Contact : Fouad Maroun
Participants : Fouad Maroun, François Ozanam, Alistair Rowe
Collaboration : EPS team, PMC laboratory
Financial support : ANR ECvibraPlas
One of the new research topics of the ECM team is to study the influence of a plasmonic infrared vibrational excitation on electrochemical reactions. Recently, it was demonstrated that a chemical reaction is modified when performed in an optical cavity tuned to one of the vibration energies of the molecules along the reaction path. In ECM team, we aim to apply these concepts to electrochemical reactions and to study how electrochemical reactions are modified in the presence of vibrational excitations. For this purpose, we propose to design plasmonic electrodes absorbing in the infrared range to enhance the infrared electromagnetic field at the electrode surface and induce large vibrational coupling of the molecules with the plasmon mode. We propose to use ultrathin Au films either formed from densely packed monolayers of Au nanoparticles or an array of Au antennas. The films will be grown electrochemically or by evaporation in vacuum using microfabrication techniques, both grown on a Si prism or hemisphere. The electrochemical cell design allows for normal electrochemical operation under backside illumination of the electrode by a tunable infrared laser. The Au ultrathin films will be electrochemically covered by an ultrathin layer of catalyst (e.g.
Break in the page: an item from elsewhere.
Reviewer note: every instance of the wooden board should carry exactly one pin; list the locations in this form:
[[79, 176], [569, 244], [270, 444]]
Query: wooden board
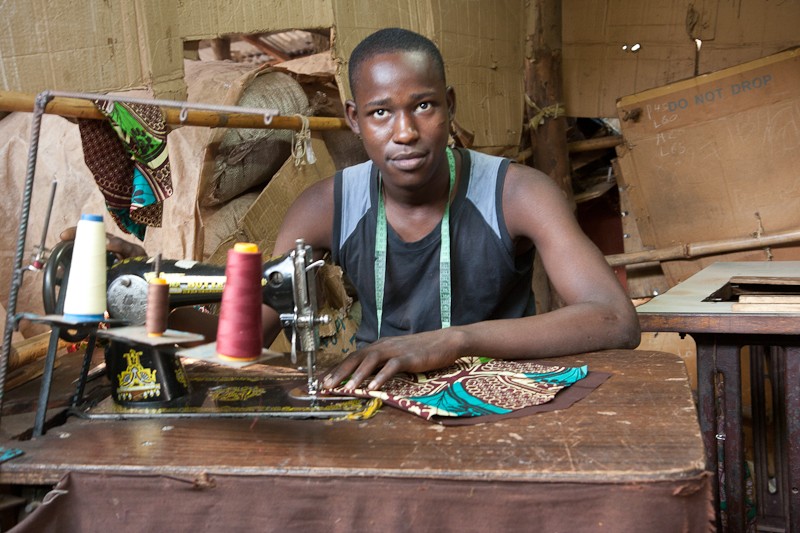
[[640, 425], [715, 157]]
Ir, Pt, Cu) which will be chosen as a function of the studied electrochemical reaction (Ir for oxygen evolution reaction, Pt and Cu for CO₂ reduction). These two electrochemical reactions are important for energy and CO₂ conversion.
Scheme representing the infrared excitation configuration of gold nanoparticles and gold micro-antennas deposited on Si under electrochemical conditions.